11. A gate driving circuit comprising: m P-channel transistors and m N-channel transistors including a first P-channel transistor, a second P-channel transistor, a first N-channel transistor and a second N-channel transistor, each of the transistors has a gate, a source, a drain, and a base connected to the source, wherein m is an integer larger than 1; an output terminal outputting an output voltage; wherein the source of the first P-channel transistor is connected to a first voltage source, and a first control voltage is applied to its gate; the source of the first N-channel transistor is connected to a second voltage source, and a second control voltage is applied to its gate; the source of the second P-channel transistor is connected to the drain of the first P-channel transistor, and a third control voltage is applied to its gate; the source of the second N-channel transistor is connected to the drain of the first N-channel transistor, and a fourth control voltage is applied to its gate; wherein the control voltages are configured so that either the m P-channel transistors are turned on and the m N-channel transistors are turned off or the m N-channel transistors are turned on and the m P-channel transistors are turned off; wherein the output voltage at the output terminal equals Vgh when the first and third control voltages equal Vgh−Vt, the second control voltage equals Vgl, and the fourth control voltage equals Vgl+Vt; wherein Vt is a pre-determined voltage set to be (Vgh−Vgl)/m, and Vgh and Vgl respectively denote voltages provided by the first and second voltage sources.

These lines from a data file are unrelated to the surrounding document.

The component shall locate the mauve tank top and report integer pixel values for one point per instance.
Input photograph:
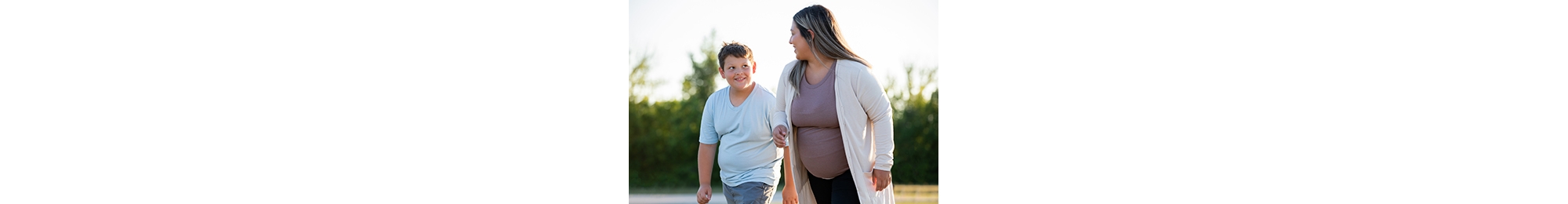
(818, 126)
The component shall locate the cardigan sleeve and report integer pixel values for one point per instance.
(877, 109)
(785, 92)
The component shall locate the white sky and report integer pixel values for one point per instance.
(888, 34)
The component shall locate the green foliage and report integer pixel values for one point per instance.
(662, 136)
(915, 126)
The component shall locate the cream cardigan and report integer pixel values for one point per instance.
(865, 122)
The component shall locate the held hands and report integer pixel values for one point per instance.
(703, 195)
(789, 195)
(882, 180)
(779, 136)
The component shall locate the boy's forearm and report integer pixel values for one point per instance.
(705, 164)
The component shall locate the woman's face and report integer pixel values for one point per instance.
(797, 38)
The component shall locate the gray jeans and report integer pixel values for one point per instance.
(749, 194)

12. The gate driving circuit of claim 11 , wherein the output terminal is electrically connected to the drain of the second N-channel transistor and to the drain of the second P-channel transistor.

13. A gate driving circuit comprising: m P-channel transistors and m N-channel transistors including a first P-channel transistor, a second P-channel transistor, a first N-channel transistor and a second N-channel transistor, each of the transistors has a gate, a source, a drain, and a base connected to the source, wherein m is an integer larger than 1; an output terminal outputting an output voltage; wherein the source of the first P-channel transistor is connected to a first voltage source, and a first control voltage is applied to its gate; the source of the first N-channel transistor is connected to a second voltage source, and a second control voltage is applied to its gate; the source of the second P-channel transistor is connected to the drain of the first P-channel transistor, and a third control voltage is applied to its gate; the source of the second N-channel transistor is connected to the drain of the first N-channel transistor, and a fourth control voltage is applied to its gate; wherein the control voltages are configured so that either the m P-channel transistors are turned on and the m N-channel transistors are turned off or the m N-channel transistors are turned on and the m P-channel transistors are turned off; wherein the output voltage at the output terminal equals Vgl when the first control voltage equals Vgh, the second and fourth control voltages equal Vgl+Vt, and the third control voltage equals Vgh−Vt; wherein Vt is a pre-determined voltage set to be (Vgh−Vgl)/m, and Vgh and Vgl respectively denote voltages provided by the first and second voltage sources.

14. The gate driving circuit of claim 13 , wherein the output terminal is electrically connected to the drain of the second N-channel transistor and to the drain of the second P-channel transistor.